The first few days I thought it best to stay at the house trying to bring some normality back to mine and Bella’s life, unpacking our lives into the shapes that we recognize and call home. Bella was bored and wanted to play mostly, so the next day we went for a walk into the forest and visited the local playground although that was a bit wet. We had some fun taking pictures of each other in the woods then walked back home. The next few days were very wet and so we stayed in. Playing with a (bossy) 2 year old was beginning to drain me – having to play shop over and over, sit in a circle with the dollies, or sing the same song time after time again. I had no adult conversation at all. I had no life.
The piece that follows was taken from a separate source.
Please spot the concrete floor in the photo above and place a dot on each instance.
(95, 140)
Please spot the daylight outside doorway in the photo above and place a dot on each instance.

This was meant to be my dream time, my time with Bella, our time together, bonding, enjoying quality time. Morning was a struggle – there was the daily fight over Bella not wanting a wash and me wanting to get the wash over with. This usually followed some row over the colour of Bella’s milk bottle (we were buying it from different places). Then during the day while I tried to unpack boxes Bella would be trying to drag me to her toys. While I tried to hoover, Bella would insist on doing it all by herself which meant it didn’t get done at all. I was getting frustrated and Bella was trying her best to help. I was getting more frustrated. We needed to get out. We did go to the zoo and spent a lovely day looking at all the animals and visiting the playground – Bella (almost) didn’t cry at all – just one crazy screaming event on the way out about going through the turnstiles. In the evenings Bella didn’t want to go to bed – she constantly wanted to be near me and I constantly craved time to myself. I felt like a nobody, with no room for my own life, thoughts, hobbies or work. Steve seemed to be settling into Germany well.